An explanatory diagram showing the principle, Fig. 2 is a block diagram showing an example of the method of the present invention, Fig. 3 is a block diagram showing an example of signal processing, Fig. 4 is a waveform diagram of signal processing, and Fig. 5 is a block diagram showing an example of the method of the present invention. It is a principle diagram of an ultrasonic microscope used in the field of materials testing.

■...Oscillation transducer (acoustic wave oscillator),
2... Ground, 3... Multi-channel high frequency pulse phase difference oscillator, 4...
... Computer, 5... CRT display, 6.
...Signal processing device, 7...Resonance transducer (acoustic wave geophone).

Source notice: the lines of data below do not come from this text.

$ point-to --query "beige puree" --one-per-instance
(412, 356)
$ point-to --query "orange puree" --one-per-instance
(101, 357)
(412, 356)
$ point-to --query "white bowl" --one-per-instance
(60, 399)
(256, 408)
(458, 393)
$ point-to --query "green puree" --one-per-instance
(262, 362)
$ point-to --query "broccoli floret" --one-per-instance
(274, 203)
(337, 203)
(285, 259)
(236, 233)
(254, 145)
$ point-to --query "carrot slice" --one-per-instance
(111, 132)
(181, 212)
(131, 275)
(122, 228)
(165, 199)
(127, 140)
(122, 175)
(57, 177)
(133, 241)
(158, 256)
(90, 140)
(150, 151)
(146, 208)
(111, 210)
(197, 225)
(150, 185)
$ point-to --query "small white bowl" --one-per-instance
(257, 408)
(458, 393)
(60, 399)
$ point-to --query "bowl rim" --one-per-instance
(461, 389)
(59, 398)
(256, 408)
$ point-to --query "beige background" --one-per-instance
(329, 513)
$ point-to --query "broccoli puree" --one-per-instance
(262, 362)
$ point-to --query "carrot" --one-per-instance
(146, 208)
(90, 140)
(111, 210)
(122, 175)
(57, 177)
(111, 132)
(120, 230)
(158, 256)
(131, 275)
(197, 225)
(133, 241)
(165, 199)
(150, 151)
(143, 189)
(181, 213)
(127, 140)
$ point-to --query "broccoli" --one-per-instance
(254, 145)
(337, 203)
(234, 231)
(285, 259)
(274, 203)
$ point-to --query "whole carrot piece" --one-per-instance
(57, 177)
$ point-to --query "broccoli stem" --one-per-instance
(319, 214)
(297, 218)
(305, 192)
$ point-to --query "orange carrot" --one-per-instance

Figure 1 (A) Figure 1 (B) Figure 1 (C) Figure 5

Claims (1)

[Claims] Outputs phase-shifted elastic waves or electromagnetic waves from multiple elastic wave oscillators or electromagnetic wave oscillators installed on the ground surface or inside a polling hole, concentrates the elastic waves or electromagnetic waves at any point in the ground, and reflects the waves. Ground perspective method is characterized by inputting waves using an elastic wave geophone or electromagnetic wave transmitter on the ground surface, and imaging the structure in the ground from the waveform information.